Disclosure of Invention
A method for depolymerizing plastic materials embodying features of the invention comprises: (a) Continuously flowing a mixture containing solid plastic particles in a solvent through a line in a heating chamber at a particle velocity sufficient to maintain the plastic particles suspended in the solvent and prevent the plastic particles from agglomerating and plugging the line; and (b) transferring heat through the line in the heating chamber to heat the mixture to a reaction temperature to begin depolymerizing the plastic particles in the solvent into a homogeneous solution comprising a liquefied reaction product.

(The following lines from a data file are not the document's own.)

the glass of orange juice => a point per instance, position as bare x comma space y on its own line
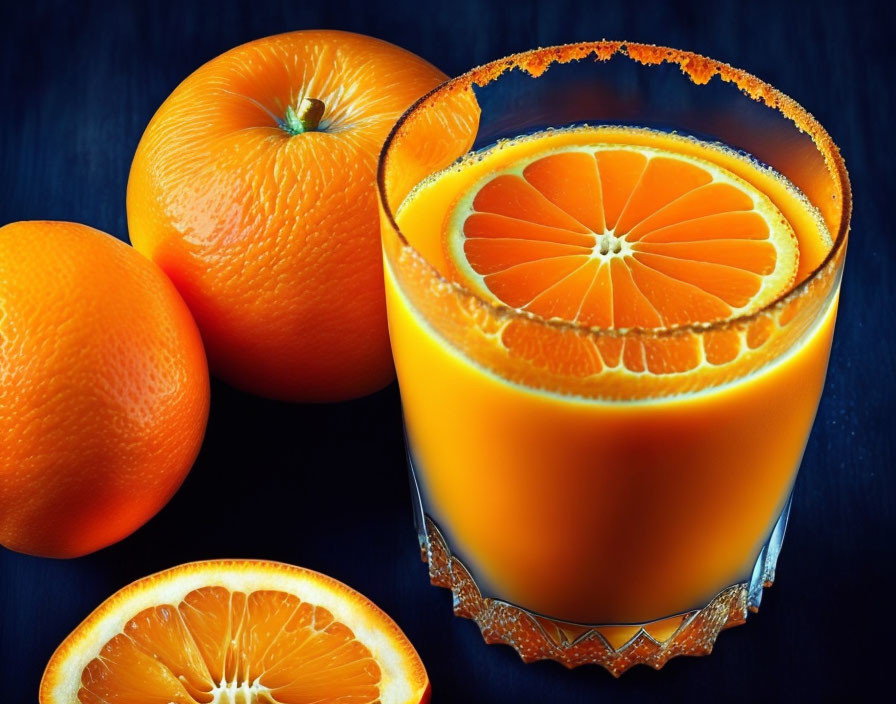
612, 274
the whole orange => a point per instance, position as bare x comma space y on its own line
103, 389
253, 187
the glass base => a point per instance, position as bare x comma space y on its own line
615, 647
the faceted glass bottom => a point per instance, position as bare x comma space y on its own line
615, 647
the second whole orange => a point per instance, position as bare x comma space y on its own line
253, 189
104, 390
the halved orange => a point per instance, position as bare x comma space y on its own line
621, 236
236, 632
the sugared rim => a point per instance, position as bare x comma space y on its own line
700, 70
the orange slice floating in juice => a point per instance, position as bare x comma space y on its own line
236, 631
622, 236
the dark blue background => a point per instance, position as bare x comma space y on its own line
325, 486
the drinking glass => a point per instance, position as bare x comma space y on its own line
614, 508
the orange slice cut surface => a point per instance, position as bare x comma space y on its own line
236, 632
622, 236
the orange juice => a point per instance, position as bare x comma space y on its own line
656, 489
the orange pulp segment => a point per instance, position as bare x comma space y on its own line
621, 236
228, 632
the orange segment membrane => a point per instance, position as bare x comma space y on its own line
285, 650
620, 237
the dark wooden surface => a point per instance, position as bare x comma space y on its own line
325, 486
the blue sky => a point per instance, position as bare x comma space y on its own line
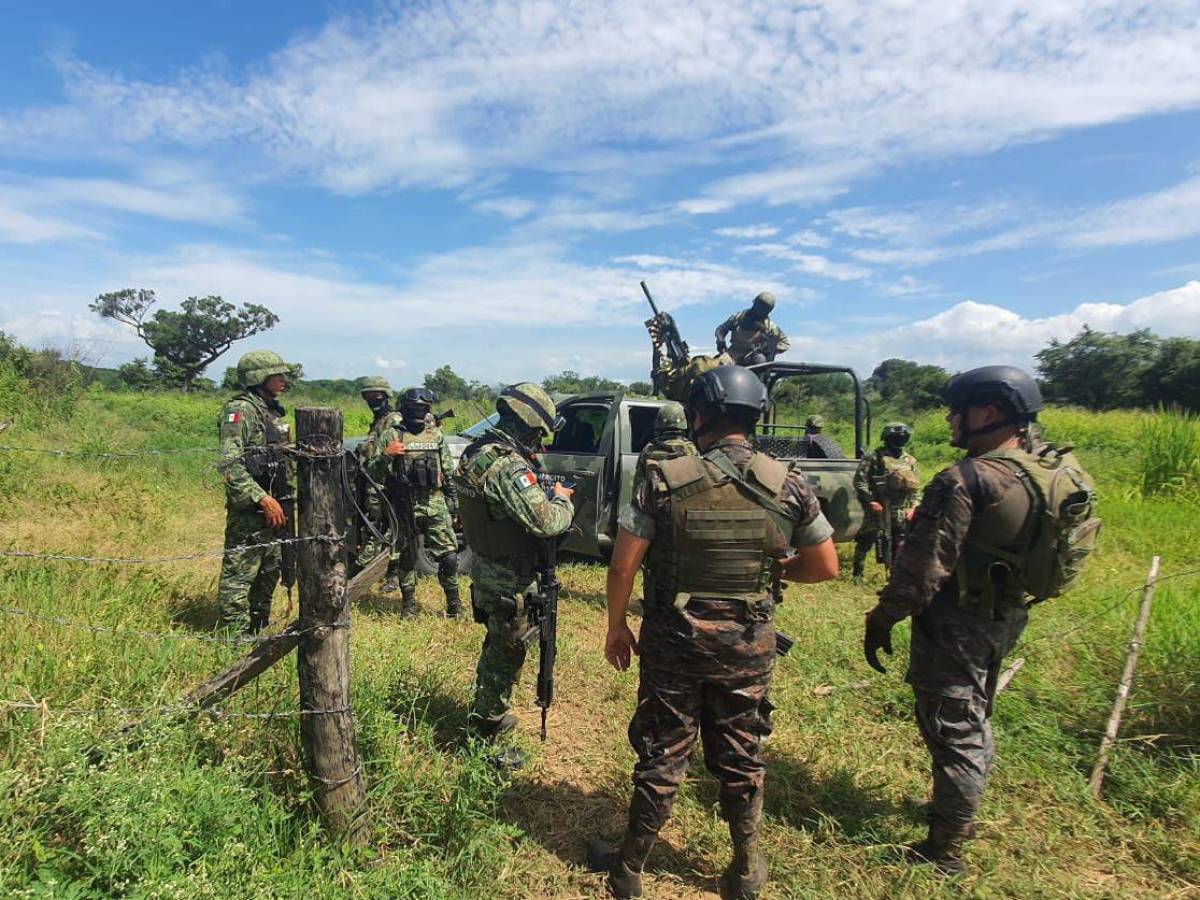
485, 184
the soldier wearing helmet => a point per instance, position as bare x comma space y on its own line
507, 516
413, 451
753, 337
886, 483
961, 575
258, 486
711, 531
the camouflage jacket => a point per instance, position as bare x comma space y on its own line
937, 535
245, 423
429, 439
765, 337
870, 479
498, 484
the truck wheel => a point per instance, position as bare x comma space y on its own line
427, 565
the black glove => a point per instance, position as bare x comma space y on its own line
876, 637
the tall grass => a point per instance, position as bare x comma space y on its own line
1170, 455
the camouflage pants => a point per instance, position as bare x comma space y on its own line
685, 691
954, 661
433, 523
247, 577
502, 658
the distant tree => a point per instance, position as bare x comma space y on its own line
1175, 377
191, 339
447, 383
909, 385
1099, 370
569, 382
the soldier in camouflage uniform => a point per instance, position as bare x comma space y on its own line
507, 516
967, 609
258, 487
753, 337
414, 454
711, 529
886, 483
376, 393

A system for continuous depolymerization of plastic embodying features of the present invention includes a pump operating at a pump flow rate and a line through which the pump continuously feeds a heterogeneous mixture including plastic particles in a solvent at a particle velocity. The heating zone increases the temperature of the heterogeneous mixture flowing through the line to a reaction temperature of at least 150 ℃. The heterogeneous mixture containing plastic particles begins to be converted into a homogeneous solution containing liquefied reaction products (including monomers, dimers, oligomers, and/or reaction byproducts) in the heating zone.
Drawings
FIG. 1 is a block diagram of a system for depolymerizing plastic incorporating features of the present invention.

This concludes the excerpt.